Introduction to Kubernetes: core concepts and architecture

What is Kubernetes?

Kubernetes (often abbreviated as K8s) is an open-source container orchestration platform originally developed by Google. It automates the deployment, scaling, and management of containerized applications across clusters of servers.

When should you use Kubernetes?

Kubernetes is a good fit when you need to:

  • Run multiple containers across multiple servers
  • Automatically scale applications based on demand
  • Ensure high availability with zero-downtime deployments
  • Manage microservices architectures
  • Automate rollouts and rollbacks

For simple applications running on a single server, Kubernetes may be overkill. Consider Docker Compose or a managed PaaS instead.

Architecture overview

A Kubernetes cluster consists of two types of components:

Control Plane (Master)

The control plane manages the overall state of the cluster:

  • API Server (kube-apiserver): The front-end for the Kubernetes control plane. All communication (CLI, dashboard, internal components) goes through this API.
  • etcd: A distributed key-value store that holds all cluster configuration and state data.
  • Scheduler (kube-scheduler): Assigns newly created Pods to worker nodes based on resource requirements and constraints.
  • Controller Manager: Runs controllers that watch the cluster state and make changes to reach the desired state (e.g., restarting failed Pods).

Worker Nodes

Worker nodes run your actual application containers:

  • kubelet: An agent running on each node that ensures containers are running as expected.
  • kube-proxy: Manages network rules and load balancing for Services on each node.
  • Container runtime: The software that runs containers (containerd, CRI-O, etc.).

Core concepts

Pod

The smallest deployable unit in Kubernetes. A Pod wraps one or more containers that share the same network namespace and storage. In most cases, a Pod runs a single container.

apiVersion: v1
kind: Pod
metadata:
  name: my-app
spec:
  containers:
  - name: app
    image: nginx:latest
    ports:
    - containerPort: 80

Deployment

A Deployment manages a set of identical Pods (replicas). It handles rolling updates, rollbacks, and scaling. This is the most common way to run applications on Kubernetes.

apiVersion: apps/v1
kind: Deployment
metadata:
  name: my-app
spec:
  replicas: 3
  selector:
    matchLabels:
      app: my-app
  template:
    metadata:
      labels:
        app: my-app
    spec:
      containers:
      - name: app
        image: nginx:latest
        ports:
        - containerPort: 80

Service

A Service provides a stable network endpoint (IP and DNS name) to access a group of Pods. Since Pods are ephemeral and their IPs change, Services act as a stable front door.
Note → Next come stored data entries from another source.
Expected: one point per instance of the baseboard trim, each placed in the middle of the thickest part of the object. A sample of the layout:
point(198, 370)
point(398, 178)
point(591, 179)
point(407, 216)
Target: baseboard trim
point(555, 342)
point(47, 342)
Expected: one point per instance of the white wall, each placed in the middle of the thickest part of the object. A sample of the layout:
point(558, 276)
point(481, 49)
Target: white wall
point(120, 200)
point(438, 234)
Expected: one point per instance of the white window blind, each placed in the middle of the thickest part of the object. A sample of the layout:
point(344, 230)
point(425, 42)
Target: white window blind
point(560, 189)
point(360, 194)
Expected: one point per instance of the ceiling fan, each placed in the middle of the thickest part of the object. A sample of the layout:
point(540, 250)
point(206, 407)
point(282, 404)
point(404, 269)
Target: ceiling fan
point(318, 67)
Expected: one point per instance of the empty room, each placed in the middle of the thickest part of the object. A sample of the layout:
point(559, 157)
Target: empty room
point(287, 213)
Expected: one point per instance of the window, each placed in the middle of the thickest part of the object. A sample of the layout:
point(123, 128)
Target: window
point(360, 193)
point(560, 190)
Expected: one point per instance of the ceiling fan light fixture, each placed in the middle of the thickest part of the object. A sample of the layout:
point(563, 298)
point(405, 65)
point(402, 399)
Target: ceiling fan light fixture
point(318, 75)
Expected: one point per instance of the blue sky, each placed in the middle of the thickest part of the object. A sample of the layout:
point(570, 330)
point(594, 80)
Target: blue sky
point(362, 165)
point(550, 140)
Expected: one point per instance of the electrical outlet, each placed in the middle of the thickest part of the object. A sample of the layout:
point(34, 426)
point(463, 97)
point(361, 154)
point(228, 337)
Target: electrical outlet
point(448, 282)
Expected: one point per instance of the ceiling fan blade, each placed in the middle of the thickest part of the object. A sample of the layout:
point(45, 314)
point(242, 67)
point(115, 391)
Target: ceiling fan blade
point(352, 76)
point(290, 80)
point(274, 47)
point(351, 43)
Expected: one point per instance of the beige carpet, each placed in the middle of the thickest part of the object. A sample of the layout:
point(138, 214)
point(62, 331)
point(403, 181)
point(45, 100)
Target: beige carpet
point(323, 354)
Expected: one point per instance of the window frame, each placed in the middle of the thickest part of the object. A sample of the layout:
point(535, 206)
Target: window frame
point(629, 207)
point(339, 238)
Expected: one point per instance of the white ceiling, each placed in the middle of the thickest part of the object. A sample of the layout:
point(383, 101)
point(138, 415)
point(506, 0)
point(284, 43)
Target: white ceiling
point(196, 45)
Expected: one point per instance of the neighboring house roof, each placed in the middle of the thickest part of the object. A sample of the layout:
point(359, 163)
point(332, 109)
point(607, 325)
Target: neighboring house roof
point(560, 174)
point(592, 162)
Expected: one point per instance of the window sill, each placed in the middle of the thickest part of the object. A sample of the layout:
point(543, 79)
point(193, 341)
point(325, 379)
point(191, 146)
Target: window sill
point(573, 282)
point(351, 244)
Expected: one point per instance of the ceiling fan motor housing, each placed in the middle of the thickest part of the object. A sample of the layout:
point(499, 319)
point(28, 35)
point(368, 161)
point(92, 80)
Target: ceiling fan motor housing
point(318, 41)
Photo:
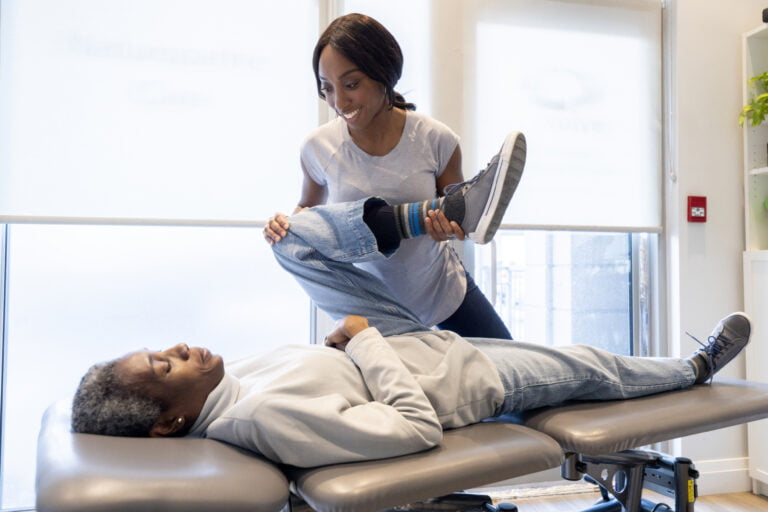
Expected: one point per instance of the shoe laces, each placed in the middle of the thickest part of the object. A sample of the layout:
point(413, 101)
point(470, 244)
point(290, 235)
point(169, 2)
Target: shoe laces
point(711, 350)
point(453, 187)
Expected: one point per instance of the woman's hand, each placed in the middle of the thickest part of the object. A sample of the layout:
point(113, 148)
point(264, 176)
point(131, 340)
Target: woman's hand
point(276, 228)
point(440, 228)
point(345, 329)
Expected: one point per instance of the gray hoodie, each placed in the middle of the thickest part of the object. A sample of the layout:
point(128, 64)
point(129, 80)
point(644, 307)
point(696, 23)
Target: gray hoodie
point(309, 405)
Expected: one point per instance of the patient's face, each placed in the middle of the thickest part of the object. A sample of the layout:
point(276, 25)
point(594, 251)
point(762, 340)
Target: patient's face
point(181, 377)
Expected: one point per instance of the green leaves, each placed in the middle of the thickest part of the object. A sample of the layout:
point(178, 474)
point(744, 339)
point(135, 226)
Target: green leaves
point(756, 110)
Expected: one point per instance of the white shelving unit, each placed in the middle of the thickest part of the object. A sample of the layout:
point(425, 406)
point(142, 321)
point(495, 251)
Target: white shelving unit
point(755, 51)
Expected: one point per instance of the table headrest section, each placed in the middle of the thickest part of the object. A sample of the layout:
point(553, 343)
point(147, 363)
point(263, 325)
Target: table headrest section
point(607, 427)
point(468, 457)
point(83, 473)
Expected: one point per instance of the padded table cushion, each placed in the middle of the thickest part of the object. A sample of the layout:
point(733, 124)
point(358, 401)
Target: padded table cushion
point(82, 472)
point(595, 428)
point(468, 457)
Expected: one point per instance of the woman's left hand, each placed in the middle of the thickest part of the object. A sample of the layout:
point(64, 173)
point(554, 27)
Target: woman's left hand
point(441, 229)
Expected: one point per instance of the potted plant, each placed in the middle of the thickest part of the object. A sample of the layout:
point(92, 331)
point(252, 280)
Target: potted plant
point(756, 110)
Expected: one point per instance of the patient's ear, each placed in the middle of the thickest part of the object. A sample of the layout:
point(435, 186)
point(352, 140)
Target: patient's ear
point(167, 425)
  • ClusterIP: Accessible only within the cluster (default).
  • NodePort: Exposes the Service on a static port on each node's IP.
  • LoadBalancer: Provisions an external load balancer (cloud providers).

Namespace

Namespaces provide a way to divide cluster resources between multiple teams or projects. They act as virtual clusters within a physical cluster.

ConfigMap and Secret

ConfigMaps store non-sensitive configuration data (environment variables, config files). Secrets store sensitive data (passwords, API keys, certificates) in an encoded format.

Key commands

Command Description
kubectl get pods List all Pods in the current namespace
kubectl get deployments List all Deployments
kubectl get services List all Services
kubectl apply -f file.yaml Create or update resources from a YAML file
kubectl logs pod-name View logs from a Pod
kubectl describe pod pod-name Show detailed information about a Pod
kubectl delete pod pod-name Delete a Pod
kubectl scale deployment my-app --replicas=5 Scale a Deployment to 5 replicas

Next steps

  • Try the official Kubernetes tutorials for hands-on practice.
  • Learn about Ingress controllers for routing external HTTP traffic.
  • Explore Helm for managing Kubernetes application packages.